Aroostook County guide and outfitter Nathan Theriault had a pretty good idea where Big Dodge liked to hang out, especially when the rut was on. The season before one of Nathan’s clients got a shot at the big bull but failed to put him down. Big Dodge eluded the hunters and Theriault, wondering if the moose survived, flew over Big Dodge’s digs in early December. The boss man at OMM Outfitters on Eagle Lake, Theriault said that if you hunt moose enough you get to know one animal from another. When he saw the moose below him from his Husky bush plane, there was no question. Big Dodge had survived!
Later that winter, while flying over the snow-covered area where he last saw the bull, Theriault spotted one of what he thought might be Big Dodge’s shedded antlers. On foot, the Aroostook guide located the antler and eventually found its match not far from the first shed. “I knew that it was Big Dodge’s head gear. There was no question,” he said with a smile.
Then this fall, Missouri hunter Chris “Possum” Sawyer got lucky. After several futile attempts, he finally drew a Maine moose tag and hired Theriault to show him the ropes. Sawyer had no idea at the time, but he had an appointment with Big Dodge, and would be the second hunter to see the County bull in his rifle scope.
During the hunt week the weather was not cooperating, according to Theriault. He says they were forced to hunt in and around weather “windows.” Early in the week, they got a look at Big Dodge through a grid work of spruce trees, but no shots were taken. On Wednesday, the weather lifted. Theriault and his fellow guide and good friend, Ken Mayo, were double-teaming the rutting bull with cow calls, bull grunts and lot of tree raking. Then it got exciting. About 10 a.m. the hunt crew began hearing grunts 200 yards away.

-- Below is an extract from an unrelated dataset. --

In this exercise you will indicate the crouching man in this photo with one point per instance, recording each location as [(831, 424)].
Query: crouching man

Theriault has an exceptional video of what happened after that. The tension and anticipation among the hunters are clearly evident in the video. Sawyer is at the ready, standing near an opening with his scope-mounted .338 to his shoulder. Theriault is raking the bushes with a moose bone for all his worth and making bull grunts, and Mayo, about 50 yards to their left, is trying to convince Big Dodge that he is a cow in serious heat. The bull is headed their way, and he is not happy. He plans on showing his competition who is boss before visiting his receptive cow.
Suddenly 50 yards from Sawyer, a massive rack of antlers materializes from behind a bushy pine tree. Then, there he is! Big Dodge is black as night and standing broadside, but his powerful neck is twisted toward the sounds and the hunters. Theriault speaks in a whisper to his client and a second later, Sawyer’s .338 barks. It takes two more shots to put the big critter down for good.
Hooping like a banshee, Ken Mayo comes bounding from the fir thicket and can hardly contain himself. Then Sawyer hoops and hollers and three of them hug and jump up and down like the Red Sox infield at the World Series.
Theriault estimates the dressed weight of the moose to be 850 pounds. The rack has a 52.5-inch spread. One side scored 69 and the other 66. What is interesting is that Theriault was able to compare Big Dodge’s 2018 shed antlers with the moose’s 2019 rack. He says that the previous year’s antlers would have scored higher for whatever reason, and, yes, he is positive it is the same moose.
Although OMM Outfitters also guides bear and deer hunters, Theriault confesses that guiding moose hunters is “his thing.” Like most of us who hunt, the 36-year-old guide, who started OMM Outfitters in 2003, is not immune to the so-called “hunter’s paradox.” Theriault says that for him taking an animal prompts its introspective moments long after the hooping is over. For Theriault, and no doubt the man from Missouri, Big Dodge will not be soon forgotten.